Ветер дует от них. Они подходят, много их. Чужие. Идут тихо, как
Большезубый. Вышли, огляделись. Идут. Прячутся от Великого Огня. Идут. По
краю болота. Запах сжимает мой живот.
Идет охотник. Еще идет охотник. Еще. Их много. Но пальцев на руке
больше. Несут рубила. Как мы. Но запах чужой. Ужасный. Вода капает со лба,
пахнет, но ветер дует от них. Не учуют.
Вожак прыгает, бьет рубилом. Убил змею. Запах очень сильный. Боятся.
Боятся змей, как мы. Запах сжимает мой живот.
Проходят. Запаха нет. Ползу за ними. Лук волочу по листьям.
Чужого надо убить. Чужих надо убить. Чужие страшнее змей, ночи и
Большезубых. Они пахнут не так, как мы. Надо убить. Одному нельзя, их много.

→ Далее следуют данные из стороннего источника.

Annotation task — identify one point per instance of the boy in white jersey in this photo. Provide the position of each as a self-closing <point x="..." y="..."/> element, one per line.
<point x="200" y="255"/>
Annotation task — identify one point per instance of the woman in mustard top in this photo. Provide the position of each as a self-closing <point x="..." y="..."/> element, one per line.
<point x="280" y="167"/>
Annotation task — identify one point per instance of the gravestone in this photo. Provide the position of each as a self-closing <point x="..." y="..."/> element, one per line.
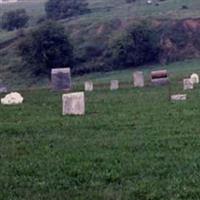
<point x="114" y="85"/>
<point x="179" y="97"/>
<point x="195" y="78"/>
<point x="88" y="86"/>
<point x="12" y="99"/>
<point x="138" y="79"/>
<point x="188" y="84"/>
<point x="159" y="77"/>
<point x="3" y="88"/>
<point x="73" y="103"/>
<point x="61" y="79"/>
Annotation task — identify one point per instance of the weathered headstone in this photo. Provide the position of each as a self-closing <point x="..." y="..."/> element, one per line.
<point x="61" y="79"/>
<point x="159" y="77"/>
<point x="3" y="88"/>
<point x="188" y="84"/>
<point x="74" y="103"/>
<point x="114" y="84"/>
<point x="195" y="78"/>
<point x="88" y="86"/>
<point x="179" y="97"/>
<point x="138" y="79"/>
<point x="12" y="99"/>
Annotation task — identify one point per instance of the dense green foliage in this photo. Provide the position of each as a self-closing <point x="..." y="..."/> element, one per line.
<point x="60" y="9"/>
<point x="138" y="46"/>
<point x="46" y="47"/>
<point x="131" y="144"/>
<point x="14" y="19"/>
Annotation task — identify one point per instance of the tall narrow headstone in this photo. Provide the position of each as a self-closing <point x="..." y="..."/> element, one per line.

Свои не слышат меня. Далеко.
Догнал. Чужие сидят, притаились. Оглядываются. Великий Огонь покрыл их
пятнами. Ложатся. Вожак сидит, оглядывается, нюхает. Чужой. Мы так не
нюхаем. Мы поднимаем голову.
Я лежу в болоте. Отрываю пиявок. Лук лежит па сухих листьях. Чужой
нюхает ветер, в бороде рыбьи кости. Борода как ночной ветер. Черная борода
была у Паа. Отцы убили Паа,. он что-то делал так, что по стене бегали
лесные. Маленькие: брат Большерогий, но маленький. Он бежал и не бежал. На
стене. И братья Носатые на стене. Отцы убили Паа. Сказали -- это страшно. Из
пещеры ушли. Оставили лесным пещеру.
Трещит. Чернобородый чужой ложится. По лесу идут Носатые братья. Идут
пить воду к реке. Проходят так, как сделал Паа на стене. Впереди
большой-большой-большой. Лес трещит.
Я ползу назад, в маленькую реку. Бегу по воде. Запах: чужих бежит за
мной. Чужих надо убить. Они чужие -- поэтому. Вот пещера. Отцы сидят за
камнями. Держат луки, оглядываются. Бегу по камням. Вижу, что матери и
сестры скрываются в пещере. Мне хорошо. Они -- свои, они меня слышат. То,
что я говорю внутри себя, когда мы близко. Старик Киха и старшие матери бьют
маленьких, гонят в пещеру. Маленький брат Заа отрывает пиявку от моей ноги,
ест. Наша мать гонит его в пещеру.
Беру стрелы. Женщины закрывают вход камнями. Становится темно, как
перед смертью Великого Огня. Сестра Тим трогает меня, страх проходит. Я
говорю: "Сейчас нельзя, мы бежим убивать". -- "Можно". Она наклоняется, я
хватаю ее крепко. Мать Кии бьет меня ногой. Бьет Тим. Мужчину бы я убил
рубилом, но. Кии тронуть не могу. Тим воет в углу, как самка Большезубого.
Дети визжат. Старик Киха шипит, как змея: "Молчите! Чужие!"